Majorana representation of Gamma matrices.

[arroy_0205]

It is well known that at times we do need explicit representations for the Dirac gamma matrices while doing calculations with fermions. Recently I found two different expressions for Majorana representation for the gamma matrices. In one paper, the form used is:
$$\gamma_{0} = \left( \begin{array}{cc} 0 & i\sigma_2\\ i\sigma_2 & 0 \end{array} \right)$$
$$\gamma_{1} = \left( \begin{array}{cc} \sigma_1 & 0\\ 0 & \sigma_1 \end{array} \right)$$
$$\gamma_{2} = \left( \begin{array}{cc} 0 & -i\sigma_2\\ i\sigma_2 & 0 \end{array} \right)$$
$$\gamma_{3} = \left( \begin{array}{cc} \sigma_3 & 0\\ 0 & \sigma_3 \end{array} \right)$$
$$\gamma_{5} = \left( \begin{array}{cc} \sigma_2 & 0\\ 0 & \sigma_2 \end{array} \right)$$
However in wikipedia article on gamma matrices, the Majorana representations are diffenrent and all are complex matrices.

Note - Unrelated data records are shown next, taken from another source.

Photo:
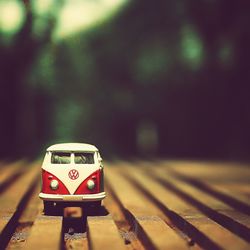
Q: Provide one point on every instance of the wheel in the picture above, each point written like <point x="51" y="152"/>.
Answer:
<point x="93" y="207"/>
<point x="50" y="208"/>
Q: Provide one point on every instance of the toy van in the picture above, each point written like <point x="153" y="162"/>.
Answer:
<point x="72" y="175"/>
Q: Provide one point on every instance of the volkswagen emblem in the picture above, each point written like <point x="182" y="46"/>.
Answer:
<point x="73" y="174"/>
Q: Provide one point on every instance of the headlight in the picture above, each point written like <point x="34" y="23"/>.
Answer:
<point x="90" y="184"/>
<point x="54" y="184"/>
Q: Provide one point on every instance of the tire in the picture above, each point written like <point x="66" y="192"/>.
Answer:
<point x="51" y="209"/>
<point x="93" y="207"/>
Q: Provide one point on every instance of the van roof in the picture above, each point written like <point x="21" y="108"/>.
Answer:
<point x="72" y="147"/>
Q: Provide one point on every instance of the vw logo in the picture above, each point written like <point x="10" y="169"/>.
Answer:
<point x="73" y="174"/>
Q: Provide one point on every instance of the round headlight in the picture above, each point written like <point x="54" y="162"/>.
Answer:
<point x="54" y="184"/>
<point x="90" y="184"/>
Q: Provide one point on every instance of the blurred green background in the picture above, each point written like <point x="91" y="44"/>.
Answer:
<point x="165" y="78"/>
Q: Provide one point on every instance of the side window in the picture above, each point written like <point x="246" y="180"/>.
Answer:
<point x="60" y="158"/>
<point x="84" y="158"/>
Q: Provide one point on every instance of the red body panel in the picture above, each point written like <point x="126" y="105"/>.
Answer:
<point x="82" y="188"/>
<point x="46" y="179"/>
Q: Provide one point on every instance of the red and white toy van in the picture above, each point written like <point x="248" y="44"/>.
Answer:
<point x="72" y="174"/>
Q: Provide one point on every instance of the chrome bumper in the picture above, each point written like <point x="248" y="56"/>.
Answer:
<point x="73" y="197"/>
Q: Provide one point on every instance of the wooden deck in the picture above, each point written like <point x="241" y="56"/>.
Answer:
<point x="149" y="205"/>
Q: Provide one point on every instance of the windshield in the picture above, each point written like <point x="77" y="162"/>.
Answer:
<point x="65" y="158"/>
<point x="60" y="158"/>
<point x="84" y="158"/>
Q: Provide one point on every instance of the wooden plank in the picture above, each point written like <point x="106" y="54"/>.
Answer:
<point x="46" y="233"/>
<point x="13" y="200"/>
<point x="159" y="234"/>
<point x="215" y="204"/>
<point x="213" y="231"/>
<point x="103" y="233"/>
<point x="25" y="222"/>
<point x="74" y="229"/>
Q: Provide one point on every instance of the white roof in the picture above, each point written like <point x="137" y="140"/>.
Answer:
<point x="72" y="147"/>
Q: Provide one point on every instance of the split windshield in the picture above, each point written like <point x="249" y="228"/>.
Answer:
<point x="65" y="158"/>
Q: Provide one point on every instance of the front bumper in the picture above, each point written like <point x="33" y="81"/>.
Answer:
<point x="73" y="197"/>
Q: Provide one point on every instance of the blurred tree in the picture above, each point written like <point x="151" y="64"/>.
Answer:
<point x="19" y="105"/>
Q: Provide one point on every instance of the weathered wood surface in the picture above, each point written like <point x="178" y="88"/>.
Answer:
<point x="149" y="205"/>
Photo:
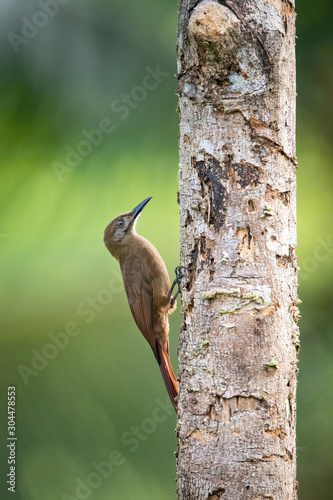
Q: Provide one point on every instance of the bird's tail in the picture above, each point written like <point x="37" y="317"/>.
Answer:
<point x="169" y="377"/>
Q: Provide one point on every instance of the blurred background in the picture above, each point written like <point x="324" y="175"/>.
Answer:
<point x="89" y="129"/>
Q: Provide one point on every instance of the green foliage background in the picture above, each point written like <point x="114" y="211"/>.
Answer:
<point x="105" y="382"/>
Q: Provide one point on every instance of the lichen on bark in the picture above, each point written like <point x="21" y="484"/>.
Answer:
<point x="239" y="339"/>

See: http://en.wikipedia.org/wiki/Dirac_matrices#Majorana_basis
I am confused which is the actual representation of Majorana representation? Or are both representations valid Majorana representations? Note that in the rep. I wrote, the first four matrices are real matrices.

Also can anybody tell me how to write several matrices side-by-side in latex?
Thanks.

 

[arroy_0205]

Is there any definite rule to obtain gamma matrix representations? Or can I use my own representations if I find the matrices satisfy the anticommutation relations? Is there any limit on the number of possible representations of gamma matrices in a given dimension?

 

[mjsd]

gamma matrices are only defined up to similarity transformations; which representation or basis you wish to use is up to you.

 

[Haelfix]

They're also amongst the leading causes of stress disorders amongst physicists.

The number of times a factor of i, or -1 from a mismatch of conventions with them, has bungled a calculation at this point is a matter of historical importance.